MostafaNabilll/end2end_pipeline

Repository files navigation

Data Engineering Project

Project Overview

This project highlights my exploration in data engineering. The primary objective is to generate synthetic data and integrate it with various tools such as Snowflake, dbt, Airflow, and AWS services like EC2, S3, Lambda, SNS, and more.
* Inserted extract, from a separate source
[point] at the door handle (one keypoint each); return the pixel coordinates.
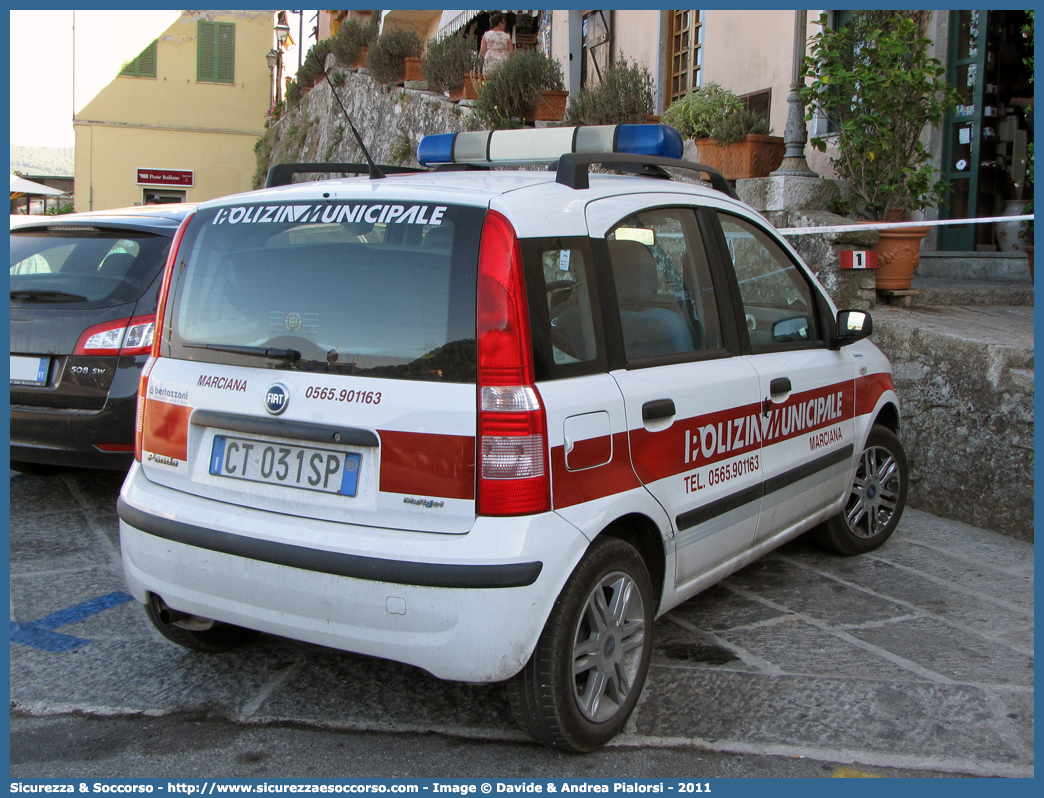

Additionally, the project aims to utilize and demonstrate proficiency in these technologies.

Goals

  1. Enable companies to develop a data strategy using an ELT approach.
  2. Develop an automated data pipeline using a modern data stack, including notions of DevOps.
  3. Showcase skills in data engineering.

Project Structure

Navigate through the project's structure:

  • airflow/: Folder containing Airflow DAG and related files.
  • aws: Code for the Lambda function.
  • dbt/: Folder containing dbt models and configurations.
  • samples: Airflow logs for each task, AWS lambda and DBT linage.
  • datagen/: Python scripts for generating fake data and a sample of the data in CSV.

Pipeline Diagram

Screenshot 2024-02-21 225031

Contents

The Generated Data

Data Components

  • Denormalized data: Stored as CSV files, containing all the necessary data, generated through a Python script.
  • Product data: The product dataset is created using a Python script and stored as a CSV file.
  • Vet data: The Vet dataset is created using a Python script and stored as a CSV file.

Objectives

  1. Implement multiple CTEs for the data mart.
  2. Utilize a Snowflake schema for effective organization.
  3. Serve transformed data for insights.
  4. Automate the whole process with Airflow.
  5. Create a dashboard with Tableau.

Used Tools

Motivation

Simulating a modern data stack, showcasing familiarity with various technologies.

  • Stack

    • Docker, Docker-Compose.
    • AWS Services - EC2, S3, IAM, Lambda, SNS, Secret Manager.
    • Snowflake as Data Warehouse.
    • Python, Pandas, and Databases.
    • Airflow.
    • dbt Core.
    • Data modeling, Snowflake architecture, normalizations.
  • More specifically, the following technologies were utilized throughout the project:

    • Docker Compose: Used to initiate Apache Airflow for scheduling and orchestration.
    • Airflow: Orchestrated the data pipeline extraction process, running Python, Snowflake, and Bash Operators to perform different tasks.
    • dbt: Utilized for the intermediate and data mart layers, enabling the implementation of CTEs, normalizations, and a Snowflake schema.

Model databases (1)

Conclusion

Encountered learning opportunities and challenges, testing fundamental technical skills for a data engineer.

Key Highlights:

  1. Integration of different technologies.
  2. Database building and modeling challenges.

Remaining Tasks

  1. Add different data sources like APIs.
  2. Dive deep into different services like API gateway, CloudWatch.
  3. Implement a CI/CD.
  4. Implement an Infrastructure as Code like Terraform.
  5. Integrate Tableau for dashboard visualization.